My stomach growls, demanding to be fed. The size of the egg can feed ten people, but I swear I might finish it off by myself. I haven’t eaten anything since that one banana and the handful of nuts. Neither has he, for that matter. Manuel stomps out the fire once the food is done cooking, and we eat the egg using chopped bamboo stalks as makeshift spoons. It’s plain but somehow delicious, and in moments there’s nothing left but an empty pan, my stomach finally full. We put everything away into our bags and duck under the shelter.

He and I will be sharing a hammock.

I flush to the roots of my hair, but Manuel doesn’t notice. He checks the bed for any creeping insects and then motions for me to get in. Once I’m in, he settles into the opposite end, booted feet dangling off the edge and away from my face. I position mine the same way, the hammock swinging wildly as we try to get comfortable.

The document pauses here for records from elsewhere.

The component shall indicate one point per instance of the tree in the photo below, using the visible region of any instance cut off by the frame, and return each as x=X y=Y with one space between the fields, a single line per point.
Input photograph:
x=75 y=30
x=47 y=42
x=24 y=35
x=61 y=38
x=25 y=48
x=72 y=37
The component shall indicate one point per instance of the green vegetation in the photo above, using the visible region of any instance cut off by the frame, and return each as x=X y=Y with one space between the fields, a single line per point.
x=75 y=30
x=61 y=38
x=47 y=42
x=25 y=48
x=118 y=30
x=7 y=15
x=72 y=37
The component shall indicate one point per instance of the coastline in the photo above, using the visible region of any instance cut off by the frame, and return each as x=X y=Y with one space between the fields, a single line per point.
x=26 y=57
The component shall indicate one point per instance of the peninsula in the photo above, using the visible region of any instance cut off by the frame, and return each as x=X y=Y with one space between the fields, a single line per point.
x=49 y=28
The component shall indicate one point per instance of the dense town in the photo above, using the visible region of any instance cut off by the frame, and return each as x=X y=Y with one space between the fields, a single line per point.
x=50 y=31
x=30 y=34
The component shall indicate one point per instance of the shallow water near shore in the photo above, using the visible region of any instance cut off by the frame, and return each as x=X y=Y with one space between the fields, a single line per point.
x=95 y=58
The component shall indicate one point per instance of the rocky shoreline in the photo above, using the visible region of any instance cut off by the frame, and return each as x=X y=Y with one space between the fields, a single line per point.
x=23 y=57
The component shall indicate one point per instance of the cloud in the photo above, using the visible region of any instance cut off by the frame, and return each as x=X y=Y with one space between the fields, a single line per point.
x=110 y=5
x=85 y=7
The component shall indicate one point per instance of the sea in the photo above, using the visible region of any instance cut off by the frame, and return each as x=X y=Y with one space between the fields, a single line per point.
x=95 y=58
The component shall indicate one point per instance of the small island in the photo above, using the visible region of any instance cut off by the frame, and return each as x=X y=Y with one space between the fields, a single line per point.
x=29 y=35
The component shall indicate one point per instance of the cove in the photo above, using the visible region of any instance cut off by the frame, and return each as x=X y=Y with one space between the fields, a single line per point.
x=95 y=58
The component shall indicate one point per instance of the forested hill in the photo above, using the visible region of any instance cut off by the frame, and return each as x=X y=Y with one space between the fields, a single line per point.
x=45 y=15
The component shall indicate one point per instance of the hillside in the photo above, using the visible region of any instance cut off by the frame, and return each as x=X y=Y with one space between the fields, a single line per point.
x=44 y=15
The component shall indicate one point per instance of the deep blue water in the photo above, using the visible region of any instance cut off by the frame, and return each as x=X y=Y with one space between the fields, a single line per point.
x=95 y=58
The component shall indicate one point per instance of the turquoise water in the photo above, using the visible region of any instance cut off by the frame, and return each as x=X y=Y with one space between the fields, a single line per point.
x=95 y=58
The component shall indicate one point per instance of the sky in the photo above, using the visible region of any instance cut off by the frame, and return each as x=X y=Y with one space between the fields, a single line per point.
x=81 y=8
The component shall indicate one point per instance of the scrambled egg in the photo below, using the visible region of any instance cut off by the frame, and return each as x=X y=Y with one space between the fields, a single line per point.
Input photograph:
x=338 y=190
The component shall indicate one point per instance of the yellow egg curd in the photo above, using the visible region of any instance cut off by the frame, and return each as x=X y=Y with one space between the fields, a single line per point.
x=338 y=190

But that’s impossible. The long line of Manuel’s body is pressed against mine and I’m suddenly thankful for the darkness hiding my red cheeks. His matter-of-fact demeanor helps. Everything is about survival with him, and sleeping above the ground is part of that. His heart’s probably a steady drum in his chest while mine dances against my ribs.

“Sleep, Condesa,” he says gruffly.

I stare up at the canopy of tight leaves. “I have a name.”

“Yes, I know.”

Neither of us says a word, but I know he’s still awake. It’s pitch black underneath the palm fronds and maybe that’s why I say what I do. “Why didn’t you say goodbye?”

Manuel remains quiet. The words he won’t say too loud in this shelter. I lie thinking, remembering that night, remembering how he’d been the one to pull me behind that tree. I’d been laughing, and he’d kissed me before I’d stopped. I remember laughing still as his lips moved earnestly against mine, until it was no longer funny. Until I could no longer feel the ground beneath my feet. The way he’d looked at me after, as if I were the best thing he’d ever seen in his whole life.

How can anyone forget something like that?

All day he’s kept me at arm’s distance. No private jokes, or reminiscing about our childhood. Calling me by my title, and not my name. Treating me as a sovereign and not a friend. Manuel doesn’t want me poking at that wall he’s erected, trying to get through. Maybe he’s afraid of what I’ll find on the other side.

“Whatever it is you’re thinking about, it’s not helpful,” he says at last, and in a voice that brooks no argument.